Después de diez meses renqueando, por fin el disco y sus 140 gigas de cosas sin las que podía vivir se fueron al carajo. Curiosamente, una semana después sigo vivo. En la tienda me devolvieron el dinero y con treinta euros más me compré un disco duro nuevo de 80 gigas.

---Muy bien, Pozziolo ---Ratuza me llama ahora así---, creo que eres el único tipo del mundo al que le devuelven el dinero un año después y pagando más se compra un disco duro más pequeño. Tú no eres normal.

Hay dos cosas que Ratuza dice a menudo. Una es "Me encanta este tipo", y suele decirla entre risas cuando consigue cabrear al Chano. La otra es "Tú no eres normal", y suele decirla cuando le comento que he tomado una decisión respecto a algo. Donde Ratuza ve comportamientos erráticos, yo veo decisiones acertadas. "Tú no eres normal" suele ser la frase que me confirma que he tomado el camino correcto.
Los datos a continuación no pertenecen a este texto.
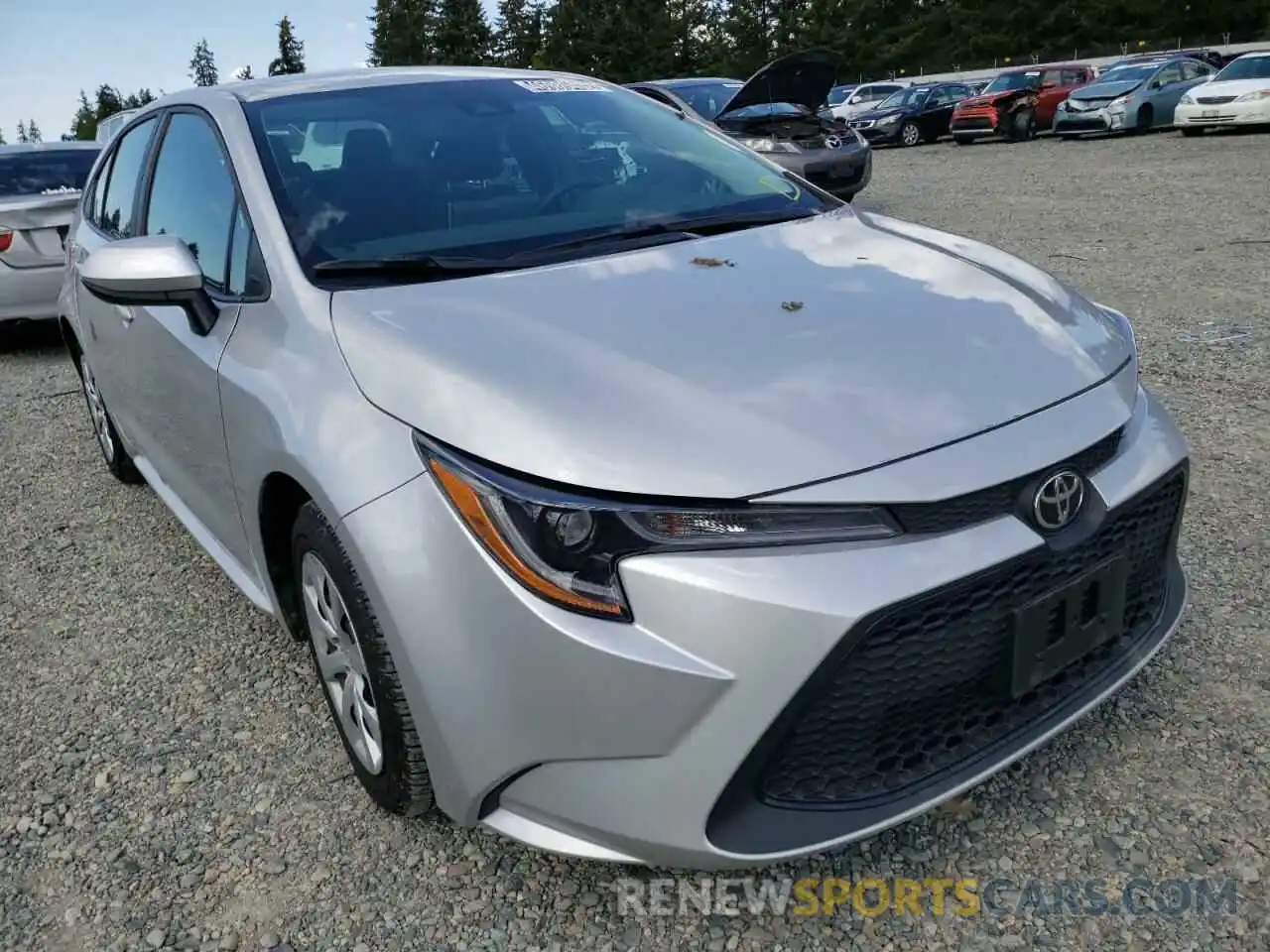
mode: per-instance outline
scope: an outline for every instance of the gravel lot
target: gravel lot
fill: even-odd
[[[0,354],[0,946],[1270,948],[1270,135],[875,161],[862,208],[1135,320],[1194,452],[1193,605],[1115,702],[954,809],[772,875],[1231,878],[1234,914],[639,918],[617,914],[630,871],[380,815],[302,646],[109,479],[70,364],[34,335]]]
Este disco duro sólo tiene 80 gigas, pero es rápido como un demonio, cabe en un bolsillo y no necesita fuente de alimentación. Además es de una marca respetable y cuando uno lo toma en la mano se da cuenta de que está sosteniendo un producto excelente. Hay cosas que se saben a la primera, que se notan. Los discos duros son como las amantes: sólo por el tacto uno ya sabe si la relación va a ser gratificante.

Otra de mis compras estrella de los últimos meses fue un conjunto de teclado y ratón inalámbricos de la marca Vivanco. No suelo comprar cosas con nombre de gángster, pero cualquiera que haya visto los precios de los teclados sin cable sabrá por qué lo hice. Esto estaba en oferta por 25 euros. Teclado negro y funcional junto con un ratón retro salido de una de las primeras películas de James Bond. Ojalá hubiera leído la reseña en una revista en casa de Alberto antes de haber cerrado la transacción: "Una compra, cuando menos, arriesgada". Amén.
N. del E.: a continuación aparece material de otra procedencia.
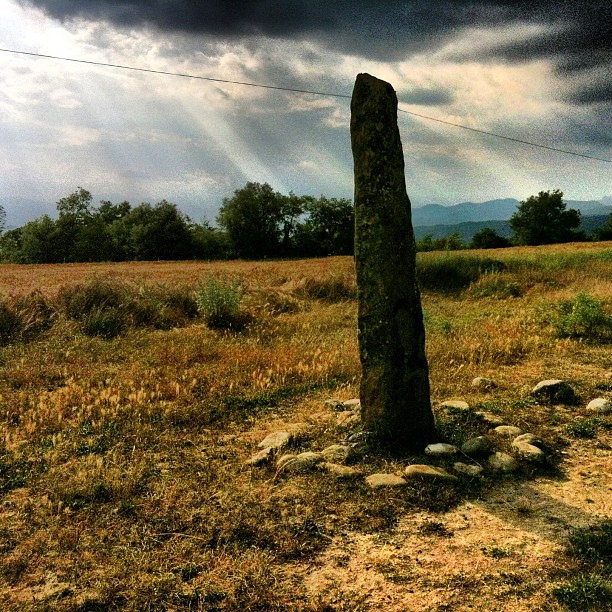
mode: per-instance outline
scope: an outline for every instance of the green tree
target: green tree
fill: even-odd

Las pilas del ratón duraron cinco días y sus cinco noches. Con el ordenador apagado, y mientras yo intentaba conciliar el sueño, el roedor sin cable trabajaba frenéticamente intentando saber si había una mano sobre su lomo. El siguiente juego de pilas duró un día más que el anterior. Luego volví a enchufar el ratón con cable ante la imposibilidad de construirme una pila nuclear para alimentar al otro.
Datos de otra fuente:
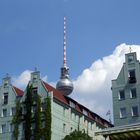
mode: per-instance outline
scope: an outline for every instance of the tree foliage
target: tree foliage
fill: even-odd
[[[35,129],[34,129],[34,139],[35,140],[40,140],[42,137],[41,131],[41,99],[40,96],[37,94],[36,95],[36,111],[35,111]]]
[[[45,112],[44,112],[44,117],[45,117],[45,128],[44,128],[44,138],[45,140],[51,140],[51,99],[48,96],[45,100]]]
[[[92,140],[92,138],[83,131],[74,130],[66,135],[63,140]]]
[[[26,113],[25,113],[25,131],[24,131],[24,136],[26,140],[30,140],[31,139],[31,125],[32,125],[32,104],[33,104],[33,96],[32,96],[32,85],[27,86],[27,93],[26,93],[26,97],[25,97],[25,109],[26,109]]]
El teclado, por su parte, se comportó desde el principio de forma errática. Vapuleaba el cursor del ratón lanzándolo de una parte a otra de la pantalla. Estaba escribiendo un texto y de repente se seleccionaba completo. La siguiente pulsación de tecla lo mandaba todo a la mierda, y yo me iba a la cama cabreado y teniendo que recomponer un email al día siguiente. Cómo un teclado inalámbrico puede afectar a un ratón con cable es algo que sigo intentando dilucidar mientras escribo estas líneas y veo el cursor seleccionando iconos de manera aleatoria.

Ayer fui a la tienda Apple a encargar un teclado inalámbrico de calidad. En realidad es bluetooth, lo que le da puntos extra. Cuesta casi sesenta euros, pero después de todo a final de año lo podré desgravar y no se crea usted que los teclados bluetooth de otras marcas cuestan menos.

Quiero un producto de calidad que dure y que no me dé problemas. Quiero una garantía y un servicio eficiente. Quiero llegar a casa y que las cosa funcionen. Antes no tenía dinero pero tenía tiempo para coger un destornillador e irme a la tienda a amenazar al vendedor. Ahora tengo dinero pero no tengo tiempo, y prefiero gastarme un poco más comprando tranquilidad.

El Chano lo comentaba anoche.

---Ya lo decían nuestros padres: "Comprar barato es comprar dos veces".

Si a todo esto añadimos la luz para la bici que tuve que devolver la otra tarde, cada vez me quedan menos dudas: comprar barato es comprar dos veces.